Album sales for the week ending Nov. 15 placed The White Album at No. 6 on the Billboard 200. The 6-CD set Super Deluxe Edition provides the most perspective ever on this musical package that was an enigma when it first came out, produced by George Martin, Giles' father. Perhaps the most unexpected take of them all was Giles' takeaway from his personal encounter with the recordings.
"All I have to go on is what's on tape," he told Variety. "The sessions are the sessions, and the sessions are a band recording." This flies in the face of what became the conventional consensus that the original 30 tracks were all over the place because of a lack of togetherness.
A 3-CD Deluxe reissue is also available, and the advanced lore surrounding the work's many details is not required for enjoyment.
"It's not for people that are going to buy it and listen to it over and over and have theories and write books," Giles Martin said. "It's for a generation that's never heard a Beatles song." He believes new ears will get with the sound that came together "on the live floor" for example when George Harrison asked how fast he should kick off "Sexy Sadie" and John Lennon replied, "Whatever you want, George, you can just feel it."
While Martin's impressions encourage a re-listen, and the album always had its own fresh charm, here are a few of the details that made it so challenging to accept in 1968.
Conceived from new songs written during a spiritual sojourn in India, the album was actually called The Beatles and was released with no promotional artwork — a startling anti-commercial statement in 1968.
The enthusiasm of its lead track, "Back In The U.S.S.R.," was attacked as anti-American. "Happiness Is A Warm Gun" was attacked as inappropriately pro-violence, while meanwhile Americans were being drafted into the war in Vietnam. "Why Don't We Do It In The Road?" was broadly perceived as obscene. These reactions suggest that in 1968 there was very limited mainstream tolerance for experiments in irony, because the cultural commentary seems more straightforward in 2018.
While mysteries such as the sound collage of "Revolution 9" were too way-out for most listeners 50 years ago, the saddest and weirdest interpretation of a track off the album was given to "Helter Skelter" by murder-cult leader Charles Manson, who considered it coded prophecy.
All of this suggests that the strains of what was conventionally considered "America" were being stretched or even broken in ways people found intimidating and offensive. As cultural icons and bestselling superstars, The Beatles released their unconventional collection, causing many to assume the band was falling apart. These new recordings offer perhaps a new perspective.

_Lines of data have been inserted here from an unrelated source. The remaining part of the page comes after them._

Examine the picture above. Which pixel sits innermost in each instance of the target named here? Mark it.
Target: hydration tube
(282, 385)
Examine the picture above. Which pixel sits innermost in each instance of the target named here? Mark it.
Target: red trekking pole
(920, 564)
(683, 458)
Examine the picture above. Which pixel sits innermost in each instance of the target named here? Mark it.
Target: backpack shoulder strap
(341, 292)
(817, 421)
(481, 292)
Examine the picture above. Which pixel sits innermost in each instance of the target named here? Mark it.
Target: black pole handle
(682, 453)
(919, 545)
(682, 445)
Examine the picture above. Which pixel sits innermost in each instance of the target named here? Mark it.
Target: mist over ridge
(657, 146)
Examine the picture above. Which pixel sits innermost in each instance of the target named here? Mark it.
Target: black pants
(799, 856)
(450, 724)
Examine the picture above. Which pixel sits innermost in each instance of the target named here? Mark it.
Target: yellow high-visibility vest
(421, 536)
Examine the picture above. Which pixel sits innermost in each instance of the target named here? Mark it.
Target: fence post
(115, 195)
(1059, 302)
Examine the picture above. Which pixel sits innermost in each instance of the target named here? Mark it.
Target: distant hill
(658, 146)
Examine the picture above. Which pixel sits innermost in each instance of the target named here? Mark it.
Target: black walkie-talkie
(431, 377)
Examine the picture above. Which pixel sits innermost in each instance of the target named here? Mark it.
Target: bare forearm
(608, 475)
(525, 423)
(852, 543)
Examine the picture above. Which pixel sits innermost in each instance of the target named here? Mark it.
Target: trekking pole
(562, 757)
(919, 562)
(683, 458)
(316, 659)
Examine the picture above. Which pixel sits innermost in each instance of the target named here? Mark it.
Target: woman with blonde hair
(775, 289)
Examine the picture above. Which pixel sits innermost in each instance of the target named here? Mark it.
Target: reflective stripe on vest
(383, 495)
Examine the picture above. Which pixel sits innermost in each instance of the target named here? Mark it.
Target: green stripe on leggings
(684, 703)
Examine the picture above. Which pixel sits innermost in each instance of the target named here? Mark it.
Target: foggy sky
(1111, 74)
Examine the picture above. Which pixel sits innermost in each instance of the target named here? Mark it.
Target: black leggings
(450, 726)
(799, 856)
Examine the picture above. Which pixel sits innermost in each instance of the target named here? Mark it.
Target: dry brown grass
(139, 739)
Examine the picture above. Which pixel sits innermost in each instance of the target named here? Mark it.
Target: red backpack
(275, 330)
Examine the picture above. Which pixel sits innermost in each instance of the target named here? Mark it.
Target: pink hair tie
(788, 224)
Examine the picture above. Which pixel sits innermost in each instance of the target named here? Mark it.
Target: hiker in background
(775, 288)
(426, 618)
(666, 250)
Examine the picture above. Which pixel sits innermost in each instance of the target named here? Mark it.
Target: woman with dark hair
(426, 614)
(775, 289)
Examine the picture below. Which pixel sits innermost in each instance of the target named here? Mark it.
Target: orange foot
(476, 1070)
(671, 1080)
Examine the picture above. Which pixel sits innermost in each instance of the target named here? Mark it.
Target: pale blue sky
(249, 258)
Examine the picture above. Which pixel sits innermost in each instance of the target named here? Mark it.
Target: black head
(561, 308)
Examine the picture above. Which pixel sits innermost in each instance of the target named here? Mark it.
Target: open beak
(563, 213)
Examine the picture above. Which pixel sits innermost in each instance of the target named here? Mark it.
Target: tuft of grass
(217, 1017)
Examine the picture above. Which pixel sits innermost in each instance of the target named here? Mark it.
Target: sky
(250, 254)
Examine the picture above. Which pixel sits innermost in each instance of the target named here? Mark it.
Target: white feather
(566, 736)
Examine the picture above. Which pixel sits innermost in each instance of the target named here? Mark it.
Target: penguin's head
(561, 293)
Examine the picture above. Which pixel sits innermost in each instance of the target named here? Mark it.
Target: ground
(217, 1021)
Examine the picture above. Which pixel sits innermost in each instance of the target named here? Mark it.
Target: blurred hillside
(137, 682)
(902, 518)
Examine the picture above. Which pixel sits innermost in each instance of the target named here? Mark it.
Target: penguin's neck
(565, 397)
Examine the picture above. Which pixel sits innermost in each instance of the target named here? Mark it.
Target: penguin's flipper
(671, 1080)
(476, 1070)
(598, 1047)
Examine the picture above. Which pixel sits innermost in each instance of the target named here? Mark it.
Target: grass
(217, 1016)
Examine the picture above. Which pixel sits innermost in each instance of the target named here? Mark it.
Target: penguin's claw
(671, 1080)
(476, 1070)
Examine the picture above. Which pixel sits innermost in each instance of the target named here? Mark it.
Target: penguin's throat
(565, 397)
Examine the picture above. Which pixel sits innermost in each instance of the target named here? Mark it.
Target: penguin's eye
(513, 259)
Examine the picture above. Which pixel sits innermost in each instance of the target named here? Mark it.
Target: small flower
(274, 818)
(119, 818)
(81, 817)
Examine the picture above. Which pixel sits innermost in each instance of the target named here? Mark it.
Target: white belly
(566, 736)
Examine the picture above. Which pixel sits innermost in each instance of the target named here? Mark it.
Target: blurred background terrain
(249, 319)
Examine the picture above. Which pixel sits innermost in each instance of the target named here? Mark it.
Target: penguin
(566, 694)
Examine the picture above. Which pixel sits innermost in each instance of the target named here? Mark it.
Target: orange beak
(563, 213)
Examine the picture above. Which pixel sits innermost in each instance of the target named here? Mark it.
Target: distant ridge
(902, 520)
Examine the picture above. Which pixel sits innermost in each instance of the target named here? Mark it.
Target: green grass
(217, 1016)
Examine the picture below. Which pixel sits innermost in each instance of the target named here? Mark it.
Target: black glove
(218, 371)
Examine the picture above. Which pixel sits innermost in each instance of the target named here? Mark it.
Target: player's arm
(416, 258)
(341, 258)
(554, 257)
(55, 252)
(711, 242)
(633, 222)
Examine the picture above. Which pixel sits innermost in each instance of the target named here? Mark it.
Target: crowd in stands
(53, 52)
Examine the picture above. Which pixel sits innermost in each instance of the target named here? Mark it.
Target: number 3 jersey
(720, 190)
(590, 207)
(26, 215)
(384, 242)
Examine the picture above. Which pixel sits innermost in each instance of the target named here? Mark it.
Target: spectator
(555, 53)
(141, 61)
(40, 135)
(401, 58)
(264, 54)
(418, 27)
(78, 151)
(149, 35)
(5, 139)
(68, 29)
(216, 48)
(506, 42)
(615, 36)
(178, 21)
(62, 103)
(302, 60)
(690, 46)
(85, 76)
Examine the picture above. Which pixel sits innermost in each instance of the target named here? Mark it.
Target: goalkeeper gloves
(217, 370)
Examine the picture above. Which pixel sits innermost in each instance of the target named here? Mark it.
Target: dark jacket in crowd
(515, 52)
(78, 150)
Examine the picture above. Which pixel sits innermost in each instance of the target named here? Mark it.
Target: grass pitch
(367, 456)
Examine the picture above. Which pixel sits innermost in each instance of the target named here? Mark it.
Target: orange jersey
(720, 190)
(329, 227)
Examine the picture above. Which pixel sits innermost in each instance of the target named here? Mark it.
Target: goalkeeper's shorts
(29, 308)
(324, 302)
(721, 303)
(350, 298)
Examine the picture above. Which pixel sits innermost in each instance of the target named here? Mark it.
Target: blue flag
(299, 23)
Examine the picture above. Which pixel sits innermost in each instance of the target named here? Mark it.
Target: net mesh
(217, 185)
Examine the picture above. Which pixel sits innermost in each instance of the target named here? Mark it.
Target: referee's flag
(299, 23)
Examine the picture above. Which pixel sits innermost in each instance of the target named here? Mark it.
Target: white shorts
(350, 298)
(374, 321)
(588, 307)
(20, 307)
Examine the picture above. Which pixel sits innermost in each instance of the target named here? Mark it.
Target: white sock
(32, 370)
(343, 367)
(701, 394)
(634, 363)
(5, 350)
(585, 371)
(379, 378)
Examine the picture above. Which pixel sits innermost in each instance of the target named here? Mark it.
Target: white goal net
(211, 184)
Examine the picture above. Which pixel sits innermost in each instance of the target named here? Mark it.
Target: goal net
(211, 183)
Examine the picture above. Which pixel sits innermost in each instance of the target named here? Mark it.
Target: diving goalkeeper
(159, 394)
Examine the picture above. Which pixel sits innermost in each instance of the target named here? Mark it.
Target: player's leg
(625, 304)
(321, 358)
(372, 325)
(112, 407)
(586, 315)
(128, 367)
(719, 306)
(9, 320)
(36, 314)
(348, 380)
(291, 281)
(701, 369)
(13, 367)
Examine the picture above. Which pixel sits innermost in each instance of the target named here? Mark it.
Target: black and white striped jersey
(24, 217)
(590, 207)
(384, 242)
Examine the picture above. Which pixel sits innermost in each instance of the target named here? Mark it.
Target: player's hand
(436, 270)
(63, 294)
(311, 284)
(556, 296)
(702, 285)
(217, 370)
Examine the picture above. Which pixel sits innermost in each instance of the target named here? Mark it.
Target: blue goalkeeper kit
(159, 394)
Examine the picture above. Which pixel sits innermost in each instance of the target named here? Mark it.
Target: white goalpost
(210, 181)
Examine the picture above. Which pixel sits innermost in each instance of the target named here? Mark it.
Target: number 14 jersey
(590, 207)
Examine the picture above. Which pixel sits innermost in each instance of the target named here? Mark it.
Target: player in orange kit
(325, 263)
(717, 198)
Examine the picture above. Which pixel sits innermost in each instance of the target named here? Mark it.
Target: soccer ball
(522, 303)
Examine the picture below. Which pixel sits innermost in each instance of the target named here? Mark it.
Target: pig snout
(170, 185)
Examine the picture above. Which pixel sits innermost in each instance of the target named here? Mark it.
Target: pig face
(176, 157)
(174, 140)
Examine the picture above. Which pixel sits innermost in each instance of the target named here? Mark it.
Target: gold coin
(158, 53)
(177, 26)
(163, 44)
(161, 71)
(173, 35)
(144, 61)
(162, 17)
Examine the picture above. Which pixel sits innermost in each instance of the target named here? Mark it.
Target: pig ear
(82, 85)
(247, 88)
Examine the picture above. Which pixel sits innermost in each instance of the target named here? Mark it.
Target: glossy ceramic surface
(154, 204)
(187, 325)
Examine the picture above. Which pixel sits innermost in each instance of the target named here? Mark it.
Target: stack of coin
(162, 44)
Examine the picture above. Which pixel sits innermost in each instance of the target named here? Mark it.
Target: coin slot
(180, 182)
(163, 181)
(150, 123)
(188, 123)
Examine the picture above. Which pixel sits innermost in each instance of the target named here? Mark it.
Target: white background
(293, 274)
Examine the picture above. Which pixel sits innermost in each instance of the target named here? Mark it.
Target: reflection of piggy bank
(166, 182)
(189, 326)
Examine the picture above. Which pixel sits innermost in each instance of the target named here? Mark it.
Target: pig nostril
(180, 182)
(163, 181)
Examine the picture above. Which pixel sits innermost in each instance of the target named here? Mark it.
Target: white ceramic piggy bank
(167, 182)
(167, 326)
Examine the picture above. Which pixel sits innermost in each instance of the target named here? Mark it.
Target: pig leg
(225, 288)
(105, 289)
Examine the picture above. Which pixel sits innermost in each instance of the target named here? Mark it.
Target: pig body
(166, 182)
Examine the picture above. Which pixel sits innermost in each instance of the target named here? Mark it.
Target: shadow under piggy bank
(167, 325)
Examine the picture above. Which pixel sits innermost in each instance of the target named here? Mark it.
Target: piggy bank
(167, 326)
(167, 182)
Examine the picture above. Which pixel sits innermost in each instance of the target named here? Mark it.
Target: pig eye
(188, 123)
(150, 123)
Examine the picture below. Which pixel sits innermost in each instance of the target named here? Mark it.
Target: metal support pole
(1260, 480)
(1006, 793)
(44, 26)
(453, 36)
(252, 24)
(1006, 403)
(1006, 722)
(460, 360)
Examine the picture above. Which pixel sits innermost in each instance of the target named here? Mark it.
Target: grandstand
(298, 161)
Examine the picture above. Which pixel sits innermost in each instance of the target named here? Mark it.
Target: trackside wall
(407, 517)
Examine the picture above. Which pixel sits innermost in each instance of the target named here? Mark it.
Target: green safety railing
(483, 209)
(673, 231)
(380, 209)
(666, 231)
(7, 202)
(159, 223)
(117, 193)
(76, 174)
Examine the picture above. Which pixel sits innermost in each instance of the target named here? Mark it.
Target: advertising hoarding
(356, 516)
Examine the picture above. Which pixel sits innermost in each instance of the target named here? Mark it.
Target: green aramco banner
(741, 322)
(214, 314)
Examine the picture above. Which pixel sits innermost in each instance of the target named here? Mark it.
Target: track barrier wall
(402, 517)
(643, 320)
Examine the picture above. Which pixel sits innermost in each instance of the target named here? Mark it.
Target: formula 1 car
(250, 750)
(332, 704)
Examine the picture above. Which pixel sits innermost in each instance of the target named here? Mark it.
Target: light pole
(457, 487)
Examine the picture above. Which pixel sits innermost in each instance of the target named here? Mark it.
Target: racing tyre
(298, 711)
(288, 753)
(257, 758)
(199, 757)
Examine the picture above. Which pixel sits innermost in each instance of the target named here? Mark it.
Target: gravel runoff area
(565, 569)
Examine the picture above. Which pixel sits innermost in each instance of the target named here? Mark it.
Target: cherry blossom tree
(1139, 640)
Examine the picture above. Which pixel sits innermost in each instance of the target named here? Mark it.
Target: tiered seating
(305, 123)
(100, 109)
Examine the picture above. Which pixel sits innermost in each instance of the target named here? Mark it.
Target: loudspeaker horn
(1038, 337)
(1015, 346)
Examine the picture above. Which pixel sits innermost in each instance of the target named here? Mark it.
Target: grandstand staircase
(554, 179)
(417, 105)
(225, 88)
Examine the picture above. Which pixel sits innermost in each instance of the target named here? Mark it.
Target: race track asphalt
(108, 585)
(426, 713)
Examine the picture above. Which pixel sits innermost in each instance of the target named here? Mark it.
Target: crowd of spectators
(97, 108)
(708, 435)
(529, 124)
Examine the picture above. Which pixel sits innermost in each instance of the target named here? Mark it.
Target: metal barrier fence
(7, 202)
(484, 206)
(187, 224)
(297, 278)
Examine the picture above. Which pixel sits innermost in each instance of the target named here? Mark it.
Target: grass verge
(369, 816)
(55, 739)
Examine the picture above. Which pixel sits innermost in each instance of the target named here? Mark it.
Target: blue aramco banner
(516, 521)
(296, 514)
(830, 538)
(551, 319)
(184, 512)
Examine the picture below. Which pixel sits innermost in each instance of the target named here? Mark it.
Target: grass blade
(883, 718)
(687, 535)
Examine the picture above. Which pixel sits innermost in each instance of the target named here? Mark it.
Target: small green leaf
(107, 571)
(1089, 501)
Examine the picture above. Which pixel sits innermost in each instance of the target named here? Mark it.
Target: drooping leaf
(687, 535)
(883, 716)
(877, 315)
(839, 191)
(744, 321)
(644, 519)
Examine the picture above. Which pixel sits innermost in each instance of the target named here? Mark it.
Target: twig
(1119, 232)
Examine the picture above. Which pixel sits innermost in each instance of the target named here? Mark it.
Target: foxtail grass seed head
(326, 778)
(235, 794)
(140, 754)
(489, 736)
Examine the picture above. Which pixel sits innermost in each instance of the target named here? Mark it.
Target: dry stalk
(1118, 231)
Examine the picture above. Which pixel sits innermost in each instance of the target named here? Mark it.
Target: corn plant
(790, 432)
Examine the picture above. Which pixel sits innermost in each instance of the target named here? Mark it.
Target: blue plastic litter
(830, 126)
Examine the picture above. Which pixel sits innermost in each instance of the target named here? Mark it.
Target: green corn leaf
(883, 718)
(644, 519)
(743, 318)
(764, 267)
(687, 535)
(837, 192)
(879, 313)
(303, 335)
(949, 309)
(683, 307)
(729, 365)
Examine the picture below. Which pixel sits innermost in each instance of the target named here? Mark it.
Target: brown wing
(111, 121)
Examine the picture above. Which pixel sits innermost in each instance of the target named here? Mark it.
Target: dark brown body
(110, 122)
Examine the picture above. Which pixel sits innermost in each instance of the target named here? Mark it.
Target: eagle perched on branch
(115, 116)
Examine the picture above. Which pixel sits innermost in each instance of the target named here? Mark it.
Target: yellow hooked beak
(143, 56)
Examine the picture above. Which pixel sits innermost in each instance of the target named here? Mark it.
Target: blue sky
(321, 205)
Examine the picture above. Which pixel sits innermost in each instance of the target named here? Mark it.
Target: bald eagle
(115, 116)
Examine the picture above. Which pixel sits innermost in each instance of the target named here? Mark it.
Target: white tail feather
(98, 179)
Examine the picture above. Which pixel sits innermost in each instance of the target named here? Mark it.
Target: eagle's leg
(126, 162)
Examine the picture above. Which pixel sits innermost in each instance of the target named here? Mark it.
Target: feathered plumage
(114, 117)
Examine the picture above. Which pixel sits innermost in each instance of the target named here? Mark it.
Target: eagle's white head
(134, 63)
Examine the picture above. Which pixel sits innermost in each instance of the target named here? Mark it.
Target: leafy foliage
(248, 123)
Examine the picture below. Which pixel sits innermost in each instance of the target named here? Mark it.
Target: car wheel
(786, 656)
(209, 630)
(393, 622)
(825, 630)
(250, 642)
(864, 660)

Martin attributed the reissue's main motivation to "inspiring generations" because he believes the songs can go head-to-head with new 2018 tracks, hits and artists. Outside of the history, that is a wonderful premise. But historically, it is also redeeming to know that the creative rock quartet that made such a mark on the world were not just a band at odds with each other while recording. Their experiments and explorations were a musical coming together, according to Martin, not a breaking apart.